So the first two parameters for the Lcd_Out() function are indeed the line and tab. But the a character in my progress bar doesn't represent 2048bytes. One character, which appears as one bar, reprents 6.25% of the progression. 6.25% of 32768bytes total. All the other digits are the hexadecimal address, decimal address and the percentage like you said. But it was just for debbuging purposes, I wanted to make sure that the addresses were right, that the counter (the 5 digit decimal) was counting to 32768 and the percentage which I need for my loading bar.
In the end, the maths I did is, (my counter*32768/100 = it gets me the percentage) then I said that everytime that my percentage was superior to my variable s (which equals 6.25 when the program start's) I'll add 6.25 to that variable, and for my new s variable divided by 6.25 (s/6.25) I'll have a loop where I'll display a bar on the each column, knowing that it can never exceed 100 since the counter stops at 32768.

 

[Mike - K8LH]

Let's see... 0.0625 * 32768 = 2048

Hmmm...

 

[Nigel Goodwin]

So the first two parameters for the Lcd_Out() function are indeed the line and tab. But the a character in my progress bar doesn't represent 2048bytes. One character, which appears as one bar, reprents 6.25% of the progression. 6.25% of 32768bytes total. All the other digits are the hexadecimal address, decimal address and the percentage like you said. But it was just for debbuging purposes, I wanted to make sure that the addresses were right, that the counter (the 5 digit decimal) was counting to 32768 and the percentage which I need for my loading bar.
In the end, the maths I did is, (my counter*32768/100 = it gets me the percentage) then I said that everytime that my percentage was superior to my variable s (which equals 6.25 when the program start's) I'll add 6.25 to that variable, and for my new s variable divided by 6.25 (s/6.25) I'll have a loop where I'll display a bar on the each column, knowing that it can never exceed 100 since the counter stops at 32768.
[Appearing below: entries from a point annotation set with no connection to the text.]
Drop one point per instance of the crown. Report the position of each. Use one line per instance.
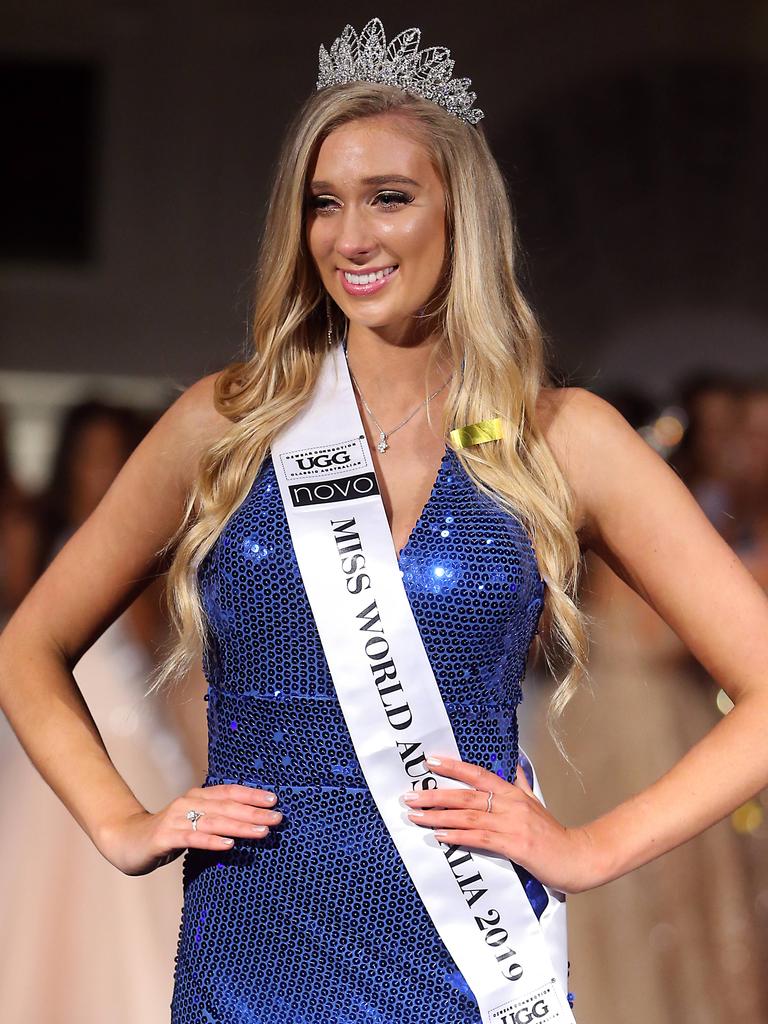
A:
(425, 73)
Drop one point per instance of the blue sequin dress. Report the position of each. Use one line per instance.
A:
(320, 923)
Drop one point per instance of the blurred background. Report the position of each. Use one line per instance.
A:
(138, 141)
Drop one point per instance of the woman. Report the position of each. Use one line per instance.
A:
(62, 904)
(298, 904)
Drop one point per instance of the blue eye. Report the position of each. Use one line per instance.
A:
(390, 201)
Sorry, but this is another example of why I think people should learn assembler rather than jumping straight to a high level langauge, you're making it all FAR more complicated than it needs to be.

You've got 16 steps, so it's 16th's - simply use an extra outer loop, nothing to check or calculate.
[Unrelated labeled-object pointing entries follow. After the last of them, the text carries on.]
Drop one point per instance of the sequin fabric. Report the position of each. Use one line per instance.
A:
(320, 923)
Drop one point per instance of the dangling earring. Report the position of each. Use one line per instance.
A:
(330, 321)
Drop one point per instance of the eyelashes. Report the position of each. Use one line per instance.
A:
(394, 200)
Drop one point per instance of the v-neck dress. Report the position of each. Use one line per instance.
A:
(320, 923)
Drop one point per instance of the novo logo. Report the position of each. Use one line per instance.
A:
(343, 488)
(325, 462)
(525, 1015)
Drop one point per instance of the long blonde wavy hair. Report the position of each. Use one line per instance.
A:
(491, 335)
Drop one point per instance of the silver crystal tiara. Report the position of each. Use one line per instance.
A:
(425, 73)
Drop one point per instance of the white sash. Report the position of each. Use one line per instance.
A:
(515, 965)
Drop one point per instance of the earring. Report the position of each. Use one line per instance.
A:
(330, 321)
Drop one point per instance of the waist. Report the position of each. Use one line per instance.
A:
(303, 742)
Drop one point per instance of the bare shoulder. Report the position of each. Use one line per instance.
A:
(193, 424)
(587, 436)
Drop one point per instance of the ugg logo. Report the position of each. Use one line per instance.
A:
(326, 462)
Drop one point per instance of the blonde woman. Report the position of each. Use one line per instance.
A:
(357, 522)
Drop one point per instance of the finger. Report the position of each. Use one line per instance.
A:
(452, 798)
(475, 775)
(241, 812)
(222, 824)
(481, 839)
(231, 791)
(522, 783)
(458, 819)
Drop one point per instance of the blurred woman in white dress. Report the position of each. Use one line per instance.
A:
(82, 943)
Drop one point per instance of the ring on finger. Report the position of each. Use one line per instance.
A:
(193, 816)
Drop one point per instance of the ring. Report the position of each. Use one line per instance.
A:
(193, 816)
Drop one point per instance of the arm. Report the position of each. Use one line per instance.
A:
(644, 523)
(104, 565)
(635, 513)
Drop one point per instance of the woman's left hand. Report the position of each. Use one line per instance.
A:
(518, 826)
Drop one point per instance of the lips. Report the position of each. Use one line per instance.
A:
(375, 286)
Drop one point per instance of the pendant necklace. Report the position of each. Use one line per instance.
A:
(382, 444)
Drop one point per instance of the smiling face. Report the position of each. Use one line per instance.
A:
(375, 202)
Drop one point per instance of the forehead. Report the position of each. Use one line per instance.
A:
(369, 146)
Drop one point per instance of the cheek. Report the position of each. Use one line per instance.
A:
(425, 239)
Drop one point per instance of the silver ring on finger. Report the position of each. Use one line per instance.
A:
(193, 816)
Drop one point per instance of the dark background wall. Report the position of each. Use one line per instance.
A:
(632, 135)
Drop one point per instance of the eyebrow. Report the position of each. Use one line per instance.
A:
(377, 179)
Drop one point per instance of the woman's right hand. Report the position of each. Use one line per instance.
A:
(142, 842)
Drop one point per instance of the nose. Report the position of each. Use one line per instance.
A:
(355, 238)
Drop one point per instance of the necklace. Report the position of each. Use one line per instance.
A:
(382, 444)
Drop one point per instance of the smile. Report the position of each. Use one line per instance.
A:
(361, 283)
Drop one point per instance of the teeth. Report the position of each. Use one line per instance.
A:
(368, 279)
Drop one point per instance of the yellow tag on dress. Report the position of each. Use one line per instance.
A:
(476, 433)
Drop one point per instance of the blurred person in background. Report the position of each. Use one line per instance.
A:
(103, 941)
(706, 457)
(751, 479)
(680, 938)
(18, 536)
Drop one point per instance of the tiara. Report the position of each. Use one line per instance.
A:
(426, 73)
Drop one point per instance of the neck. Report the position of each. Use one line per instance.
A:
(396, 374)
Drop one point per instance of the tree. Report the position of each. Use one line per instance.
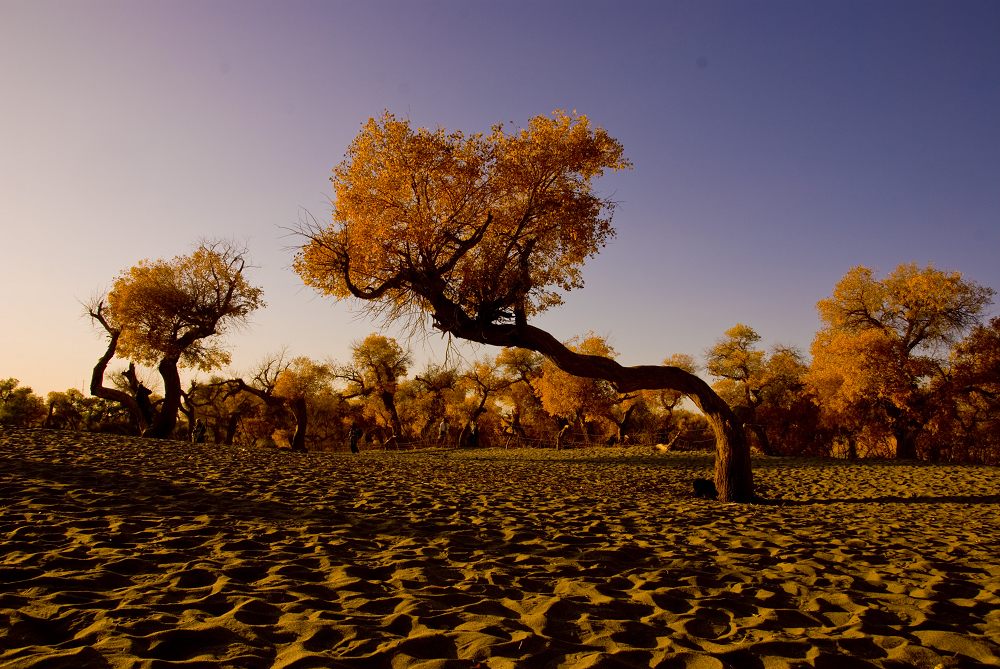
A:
(300, 385)
(169, 313)
(481, 232)
(581, 400)
(379, 364)
(740, 365)
(19, 405)
(885, 341)
(967, 426)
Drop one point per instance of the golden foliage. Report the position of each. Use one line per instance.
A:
(168, 309)
(885, 341)
(492, 222)
(572, 397)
The fact it's all binary (32K addressing) means it's all nice simple whole numbers.

You're going about it in a difficult and complicated fashion - why on earth are you even mentioning percentages?.

 

[smitchel]

Well I really don't know, at first I just wanted to erase all my bytes with two loops to get all my addresses, it's only then that I decided to add a loading bar, I didn't know how to do it, so I figured out a way to do it. As for the percentage, it just made sense to have a loading bar with the percentage. But again, like I said I wanted to simplify my code, I know it wasn't too good, though it worked.

Thanks Mike though, you did the simplification I wanted. It's much clearer than my code, and lighter on the cpu.

 

[Mike - K8LH]

You're welcome. Glad we could help.

The LCD routines may include 50 usecs or more delay between LCD write operations so you should see a significant improvement once you remove the LCD commands you're using to debug your code. Erasing 64 byte "pages" instead of individual bytes should also improve speed.

Have you considered using custom characters for a bar graph of eighty vertical lines?

Cheerful regards, Mike

 

[smitchel]

So, I tried the code, and unfortunately it doesn't work right. The solved the first problems, which were because you changed parameters of some functions, the ShortToHex() or IntToStr() needs two parameters and doesn't return any value, so they can't be put in the Lcd_Out() function.
There are other problems though. The most obvious is that the loading bar doesn't work. it doesn't display anything on the second line of the lcd screen. I changed the value "0" which you put and tried mine, which worked before 0xFF for a black character, but in vain.
And the last one, when the counter reaches 100%, then progression counts back, the hex address exceeds 7FFF which should be the last one and the percentage gets a minus sign.

Also I noticed you re-edit your post and changed your code, maybe the previous version would work better.
One last thing, it takes now a little bit more than 8 minutes to erase the eeprom.

As for the using custom characters for a bar graph of eighty vertical lines, I have actually considered it, but I couldn't figure out how to do it, because then I'd have to have five different custom characters, one for each new column on the same column and I just thought that the code would become really messy, mine being what it was already.

Here's the code I compiled.

oh I almost forgot, this code, could only work with a byte write mode (one byte at a tome for a given address) , not a page write (64bytes) because the addresses should be calculated differently, that's also something I wasn't too sure how to do it, since you need to count by range of 64bytes, but the fact that there are two bytes of addresses makes more complicated, if you are at the end of the low address, you need to add one to the high address, and keep counting the low address while making sure not to exceed the 7FFF address.

{ char i, j; int progression = 0;
       short int addrH, addrL;
       char affiche[10], affiche2[10], affiche3[10], affiche4[10];
       for (i = 0; i < 16; i++)		    //
       { for (j = 0; j < 2048; j++)               //
        { addrH = progression / 256;            //
          addrL = progression % 256;            //
          ShortToHex(addrH, affiche);
          Lcd_Out(1,1,affiche);      	    // hex address hi
          ShortToHex(addrL, affiche2);
          Lcd_Out(1,3,affiche2);	    // hex address lo
          IntToStr(progression, affiche3);
          Lcd_Out(1,5,affiche3);   // decimal address
          IntToStr(progression/327,affiche4);
          Lcd_Out(1,10,affiche4);  // percentage
          fc_i2c_write(addrH, addrL, 0x00);	    //
          progression++;			    //
        }					    //
        Lcd_Out(2,i,0xFF);		            // bargraph char
  }					    //
}

 

[smitchel]

Well I found a partial solution, the command I used iniatially to display my loading bar was Lcd_Chr(2, i, 0xFF); but I didn't pay attention to that and you used the Lcd_Out() function, also, since the i started with the 0 value, nothing would appear the first time, and it could only go up to 15 so not full address. So now I make it start with a value of 1 "for (i = 1; i <= 16; i++)"

 

[smitchel]

I figured out where the problem came from, the j variable was declared as a char which is has a 8-bit size, I declared it as an int and which has a 16-bit size and now it works and stops at 7FFF.
I'd still like to see your previous code, if you can post.
Thank you again for you code, you helped me a lot here. I don't understand why it takes longer though, but it's much clearer now, and without the debugging displays I'm sure it'll get faster.
I'm curious for the custum loading bar using 80 vertical lines though, if you have any way to do it, let me know.

 

[Mike - K8LH]

Please post what you have working now? Thanks...